Higher-order quantum Casimir elements generate the center of Drinfeld–Jimbo quantum supergroups

Establish that, for every Drinfeld–Jimbo quantum supergroup U_q(𝔤) (including U_q(gl_{m|n}) and U_q(osp_{m|2n})), the family of higher-order quantum Casimir elements C_{V,ℓ} constructed via the universal R-matrix—indexed by a finite-dimensional representation V and positive integer ℓ—collectively generates the center Z(U_q(𝔤)).

Background

Zhang, Bracken, and Gould introduced higher-order quantum Casimir elements C_{V,ℓ} in the early 1990s using the universal R-matrix. They conjectured that these elements generate the center of Drinfeld–Jimbo quantum (super)groups.

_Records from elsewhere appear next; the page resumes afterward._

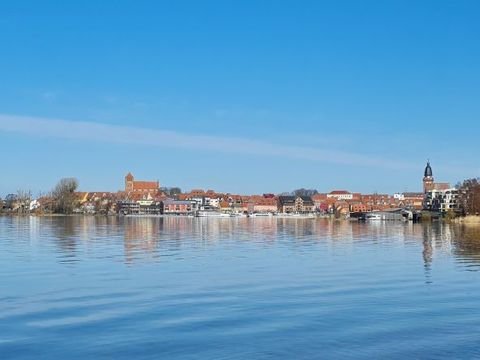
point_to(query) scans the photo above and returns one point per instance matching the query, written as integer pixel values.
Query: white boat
(211, 213)
(373, 217)
(238, 215)
(261, 215)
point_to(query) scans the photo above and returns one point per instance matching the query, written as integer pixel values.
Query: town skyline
(308, 96)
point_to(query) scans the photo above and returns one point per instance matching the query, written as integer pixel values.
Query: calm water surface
(181, 288)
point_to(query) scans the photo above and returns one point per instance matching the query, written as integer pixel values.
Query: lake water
(185, 288)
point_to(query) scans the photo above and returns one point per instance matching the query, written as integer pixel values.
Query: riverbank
(469, 220)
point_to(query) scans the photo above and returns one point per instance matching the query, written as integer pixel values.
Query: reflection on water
(184, 288)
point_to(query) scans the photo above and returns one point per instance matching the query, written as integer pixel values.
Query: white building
(340, 195)
(441, 200)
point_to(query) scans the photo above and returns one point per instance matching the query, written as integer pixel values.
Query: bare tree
(24, 197)
(64, 195)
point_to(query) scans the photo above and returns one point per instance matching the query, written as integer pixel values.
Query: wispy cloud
(49, 96)
(99, 132)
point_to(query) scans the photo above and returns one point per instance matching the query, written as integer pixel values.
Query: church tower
(129, 183)
(428, 181)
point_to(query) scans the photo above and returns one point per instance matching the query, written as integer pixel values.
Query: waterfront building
(295, 204)
(412, 200)
(429, 183)
(441, 200)
(178, 207)
(340, 195)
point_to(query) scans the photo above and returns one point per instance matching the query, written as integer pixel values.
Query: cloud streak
(98, 132)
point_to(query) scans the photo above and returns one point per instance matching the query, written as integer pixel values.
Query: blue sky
(239, 96)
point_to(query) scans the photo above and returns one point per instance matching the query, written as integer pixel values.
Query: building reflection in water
(154, 237)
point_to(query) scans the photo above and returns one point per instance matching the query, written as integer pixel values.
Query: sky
(249, 96)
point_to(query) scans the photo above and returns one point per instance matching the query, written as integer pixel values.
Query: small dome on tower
(428, 170)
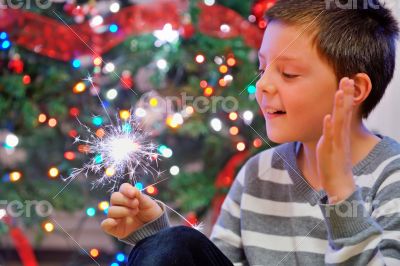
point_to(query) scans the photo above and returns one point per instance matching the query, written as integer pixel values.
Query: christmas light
(42, 118)
(203, 84)
(223, 69)
(90, 212)
(241, 146)
(114, 7)
(76, 63)
(231, 62)
(97, 121)
(200, 58)
(140, 112)
(251, 89)
(234, 131)
(112, 94)
(94, 252)
(103, 205)
(120, 257)
(124, 114)
(26, 79)
(69, 155)
(174, 170)
(113, 28)
(15, 176)
(79, 88)
(233, 116)
(11, 141)
(48, 227)
(73, 111)
(208, 91)
(96, 21)
(162, 64)
(53, 172)
(257, 143)
(97, 61)
(139, 185)
(52, 122)
(216, 124)
(248, 116)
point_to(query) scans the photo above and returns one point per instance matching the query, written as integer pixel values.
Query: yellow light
(124, 114)
(103, 205)
(171, 122)
(233, 116)
(234, 131)
(52, 122)
(94, 252)
(110, 171)
(97, 61)
(223, 69)
(231, 61)
(42, 118)
(53, 172)
(200, 58)
(241, 146)
(79, 87)
(48, 227)
(15, 176)
(189, 110)
(208, 91)
(153, 102)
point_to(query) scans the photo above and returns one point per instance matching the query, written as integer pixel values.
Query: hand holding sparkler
(130, 209)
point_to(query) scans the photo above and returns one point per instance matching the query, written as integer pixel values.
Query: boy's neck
(362, 142)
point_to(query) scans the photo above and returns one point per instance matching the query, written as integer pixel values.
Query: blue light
(91, 212)
(113, 28)
(120, 257)
(97, 121)
(251, 89)
(127, 128)
(3, 36)
(139, 186)
(98, 159)
(6, 44)
(76, 63)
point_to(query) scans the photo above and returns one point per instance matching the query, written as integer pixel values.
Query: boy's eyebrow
(281, 57)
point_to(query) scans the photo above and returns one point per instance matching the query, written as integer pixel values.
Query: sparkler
(119, 153)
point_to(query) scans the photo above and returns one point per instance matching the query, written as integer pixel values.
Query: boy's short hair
(357, 37)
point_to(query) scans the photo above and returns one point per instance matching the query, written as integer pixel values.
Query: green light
(127, 128)
(98, 159)
(91, 212)
(251, 89)
(97, 121)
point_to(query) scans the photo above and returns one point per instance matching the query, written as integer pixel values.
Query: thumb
(108, 225)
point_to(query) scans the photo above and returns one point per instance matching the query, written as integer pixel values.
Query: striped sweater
(271, 216)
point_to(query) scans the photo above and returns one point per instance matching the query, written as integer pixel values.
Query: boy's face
(296, 80)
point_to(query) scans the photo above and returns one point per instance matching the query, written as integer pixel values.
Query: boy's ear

This paper confirms corresponding generation results for classical quantum groups of types B, C, and D (extending prior confirmations in type A), but does not address the supergroup case.

Recent developments—such as explicit eigenvalue formulas for higher-order Casimir elements in quantum supergroups (for U_q(gl_{m|n}) and U_q(osp_{m|2n})) and the establishment of a Harish–Chandra isomorphism for quantum superalgebras—provide tools that may facilitate resolving the conjecture for supergroups, which the authors indicate as future work. Thus, verifying that higher-order quantum Casimir elements generate the center in the supergroup setting remains an outstanding conjecture.